Hugo Carvalho deixa ainda uma sugestão: o IEFP deveria enviar cartas a todos os estagiários subsidiados a apelar para que não entreguem o dinheiro da bolsa aos patrões.

Mesmo sem haver a identificação das empresas suspeitas, o PÚBLICO apurou que o conselho directivo do IEFP poderá solicitar ao serviço de auditoria que investigue o assunto e, caso haja suspeitas de fraude, remeter os casos para o Ministério Público. Por outro lado, o Fundo Social Europeu, responsável por financiar parte significativa dos estágios, também deverá accionar os mecanismos de controlo para averiguar as denúncias agora vindas a público.

Antes de revelar que tinha iniciado contactos com o CNJ, o IEFP começou por enviar um comunicado aos jornalistas a dizer que “só pode actuar relativamente a casos concretos de irregularidade quando estes sejam detectados ou quando existir informação que habilite os serviços do instituto a desencadear os procedimentos adequados”. Contudo, acrescentava, até ao momento não houve “qualquer denúncia ou informação concreta neste âmbito”.

Porém, depois de a CGTP ter desafiado o Ministério do Trabalho a “aplicar a tolerância zero para este tipo de comportamentos patronais e agir, com todos os meios ao seu alcance, para criminalizar os responsáveis” e pedido a sua intervenção imediata, o instituto acabou por concretizar as diligências que estava a levar a cabo.

As práticas denunciadas pelo CNJ dificilmente são detectadas nos controlos, como reconhece o seu presidente. “Todos os meses os jovens recebem o seu salário [no caso de um licenciado, a bolsa pode chegar aos 691 euros] e depois vão ao multibanco para levantar 35% desse valor, que entregam às entidades promotoras do estágio”, exemplificou, acrescentando que há casos em que o estagiário tem também de pagar do seu bolso os descontos para a Segurança Social.

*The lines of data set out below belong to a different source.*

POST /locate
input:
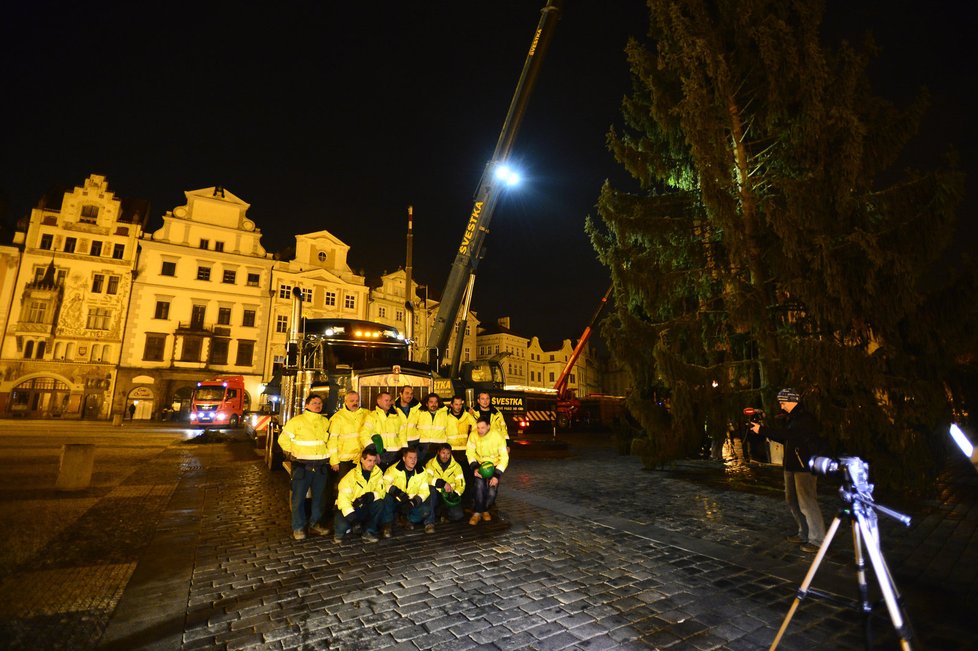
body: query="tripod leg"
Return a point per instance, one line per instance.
(864, 604)
(803, 589)
(883, 578)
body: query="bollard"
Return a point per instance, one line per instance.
(75, 471)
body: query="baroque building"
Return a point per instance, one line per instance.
(200, 305)
(66, 322)
(388, 305)
(328, 286)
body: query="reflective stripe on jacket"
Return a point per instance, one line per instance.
(344, 435)
(491, 447)
(396, 475)
(305, 436)
(353, 485)
(452, 474)
(388, 425)
(457, 429)
(430, 428)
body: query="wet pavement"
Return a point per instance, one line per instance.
(193, 550)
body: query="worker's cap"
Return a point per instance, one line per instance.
(487, 469)
(789, 395)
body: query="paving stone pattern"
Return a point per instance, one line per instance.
(589, 552)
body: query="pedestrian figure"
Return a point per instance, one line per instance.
(801, 442)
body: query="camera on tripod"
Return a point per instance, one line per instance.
(753, 415)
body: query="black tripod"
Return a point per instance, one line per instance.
(860, 509)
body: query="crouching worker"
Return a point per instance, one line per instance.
(447, 481)
(303, 440)
(488, 457)
(360, 498)
(407, 494)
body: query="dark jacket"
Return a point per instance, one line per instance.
(800, 438)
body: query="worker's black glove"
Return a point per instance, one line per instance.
(363, 500)
(397, 493)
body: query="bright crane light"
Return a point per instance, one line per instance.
(507, 175)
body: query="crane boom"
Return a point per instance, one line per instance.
(487, 193)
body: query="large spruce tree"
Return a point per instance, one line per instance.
(770, 241)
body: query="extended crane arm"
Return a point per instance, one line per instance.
(561, 385)
(470, 250)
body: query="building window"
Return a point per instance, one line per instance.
(153, 350)
(246, 350)
(98, 318)
(219, 351)
(89, 214)
(190, 352)
(37, 312)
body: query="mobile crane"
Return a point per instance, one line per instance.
(452, 311)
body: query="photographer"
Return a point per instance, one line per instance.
(801, 442)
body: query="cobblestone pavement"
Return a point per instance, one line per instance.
(589, 552)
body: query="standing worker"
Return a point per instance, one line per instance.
(383, 428)
(304, 442)
(344, 440)
(801, 442)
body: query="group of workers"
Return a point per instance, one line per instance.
(404, 460)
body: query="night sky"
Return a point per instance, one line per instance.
(336, 116)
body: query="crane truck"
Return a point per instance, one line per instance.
(467, 379)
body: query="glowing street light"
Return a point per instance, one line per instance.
(507, 175)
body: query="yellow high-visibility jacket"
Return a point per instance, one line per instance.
(491, 447)
(305, 437)
(428, 427)
(497, 422)
(452, 474)
(388, 425)
(409, 422)
(416, 485)
(457, 429)
(344, 435)
(354, 484)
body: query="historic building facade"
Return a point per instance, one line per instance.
(328, 286)
(200, 305)
(387, 305)
(65, 326)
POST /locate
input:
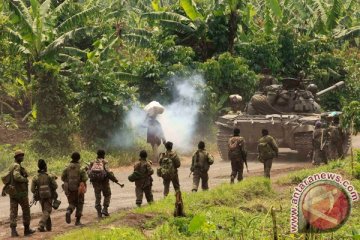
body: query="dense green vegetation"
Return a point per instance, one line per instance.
(240, 211)
(74, 68)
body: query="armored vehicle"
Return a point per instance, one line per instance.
(289, 111)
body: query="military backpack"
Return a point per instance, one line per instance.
(44, 186)
(8, 181)
(265, 151)
(73, 172)
(166, 169)
(97, 171)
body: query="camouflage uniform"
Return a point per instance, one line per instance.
(236, 157)
(335, 142)
(76, 200)
(43, 178)
(175, 179)
(20, 197)
(103, 187)
(144, 184)
(154, 136)
(319, 146)
(200, 165)
(268, 162)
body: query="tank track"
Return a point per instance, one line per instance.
(303, 143)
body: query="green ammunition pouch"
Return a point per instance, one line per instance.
(135, 176)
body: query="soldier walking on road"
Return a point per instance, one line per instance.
(319, 143)
(267, 149)
(74, 186)
(17, 188)
(155, 135)
(44, 186)
(143, 181)
(169, 164)
(335, 134)
(200, 166)
(237, 155)
(100, 174)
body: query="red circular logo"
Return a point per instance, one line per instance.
(326, 206)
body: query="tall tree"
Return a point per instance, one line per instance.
(42, 33)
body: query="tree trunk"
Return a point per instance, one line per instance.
(52, 123)
(233, 27)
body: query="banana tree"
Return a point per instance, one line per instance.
(42, 33)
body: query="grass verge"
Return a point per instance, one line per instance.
(239, 211)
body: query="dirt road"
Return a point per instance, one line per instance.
(124, 198)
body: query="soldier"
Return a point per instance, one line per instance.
(237, 155)
(144, 183)
(74, 186)
(169, 163)
(155, 135)
(200, 165)
(19, 195)
(319, 144)
(267, 149)
(335, 135)
(100, 174)
(44, 186)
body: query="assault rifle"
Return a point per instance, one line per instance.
(244, 155)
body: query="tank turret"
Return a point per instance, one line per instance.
(336, 85)
(288, 110)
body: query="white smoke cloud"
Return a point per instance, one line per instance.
(180, 117)
(178, 120)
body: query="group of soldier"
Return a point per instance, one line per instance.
(327, 141)
(74, 177)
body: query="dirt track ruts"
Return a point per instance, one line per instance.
(124, 198)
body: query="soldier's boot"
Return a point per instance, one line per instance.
(68, 216)
(41, 229)
(14, 232)
(105, 212)
(77, 222)
(48, 225)
(98, 210)
(27, 230)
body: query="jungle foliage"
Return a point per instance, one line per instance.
(70, 67)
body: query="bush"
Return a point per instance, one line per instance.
(228, 74)
(102, 103)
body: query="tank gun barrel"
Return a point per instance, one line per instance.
(336, 85)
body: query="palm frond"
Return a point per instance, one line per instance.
(45, 8)
(137, 40)
(350, 33)
(67, 58)
(177, 27)
(72, 51)
(60, 41)
(165, 16)
(275, 7)
(126, 76)
(320, 11)
(190, 9)
(19, 8)
(77, 19)
(13, 36)
(334, 15)
(139, 31)
(59, 10)
(105, 51)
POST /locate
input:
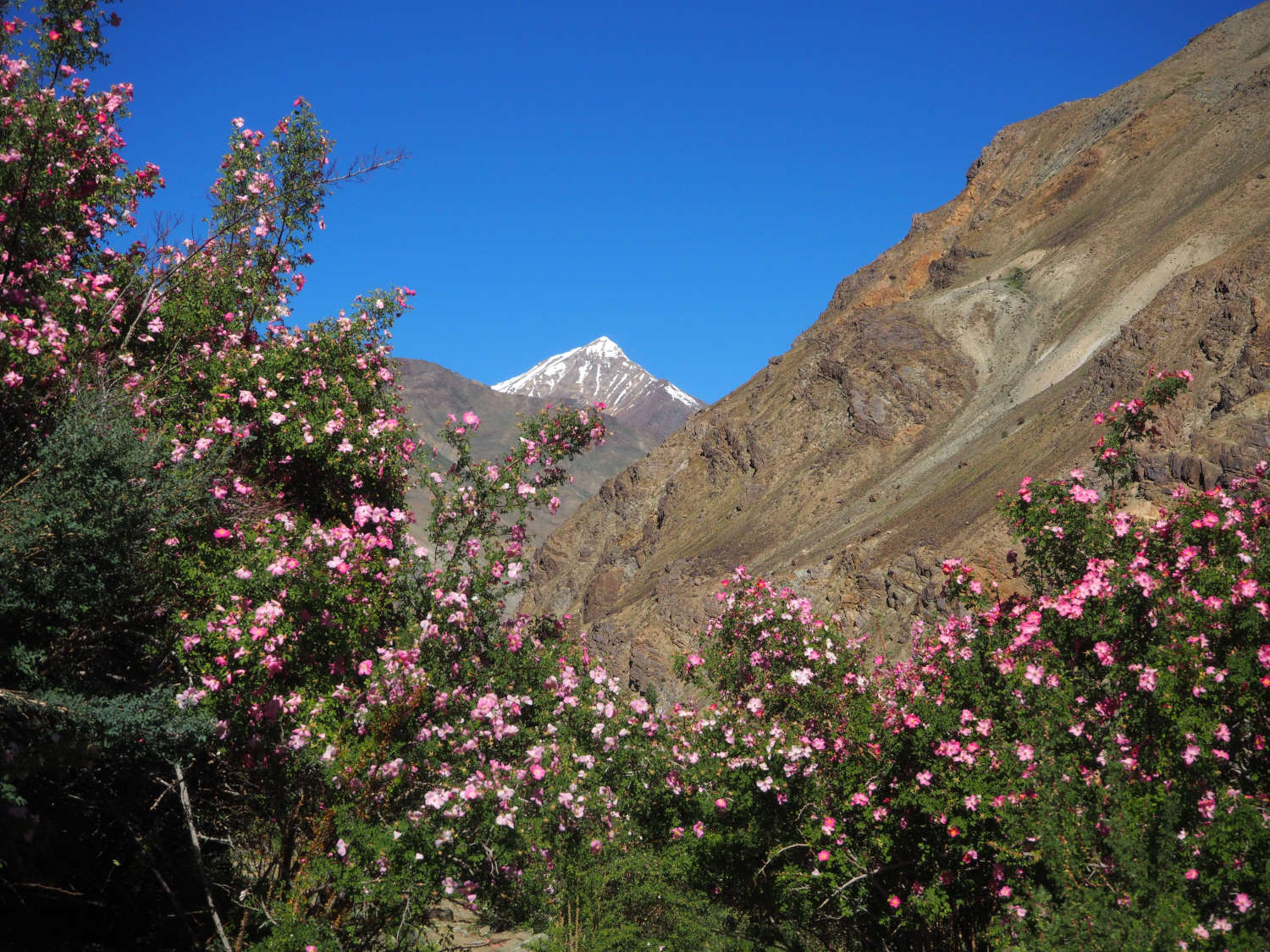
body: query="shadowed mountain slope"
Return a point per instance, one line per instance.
(433, 393)
(1090, 243)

O responsável pela Autoridade para as Condições de Trabalho, Pedro Pimenta Braz, garante que também não recebeu denúncias destas práticas e que não foram detectadas situações como as relatadas pelo CNJ. Contudo, lembra ao PÚBLICO, normalmente a inspecção intervém quando estão em causa falsos estágios e “nas situações narradas parece-nos estar em causa questões penais que nos ultrapassam”. Além disso, se estiver em causa o incumprimento das cláusulas do contrato de estágio, a matéria é da competência do IEFP.

Só 16% dos estagiários ficam na empresa

Os estágios profissionais tiveram, nos últimos anos, um aumento significativo. Porém, um relatório do Ministério do Trabalho divulgado em Junho mostra que, embora 67% dos ex-estagiários apoiados pelo IEFP tenham conseguido um emprego nos 12 meses seguintes ao estágio, só 38,3% voltaram ao mercado de trabalho sem qualquer apoio adicional do Estado.

Outro dado relevante é o facto de apenas 16% dos jovens terem ficado na empresa onde tinham feito o estágio, sem qualquer apoio subsequente.

No que respeita à qualidade do emprego criado, o Ministério do Trabalho conclui que só 27% dos ex-estagiários que conseguiram emprego sem subsídios adicionais tinha um contrato permanente (sem termo), percentagem que sobe para 33% “quando o contrato é feito com a entidade onde realizou o estágio”.

Este estudo, que inclui uma análise a outros apoios ao emprego, servirá de base à revisão dos apoios ao emprego dados pelo IEFP às empresas e aos desempregados. Uma versão inicial da proposta já está em discussão com os parceiros sociais.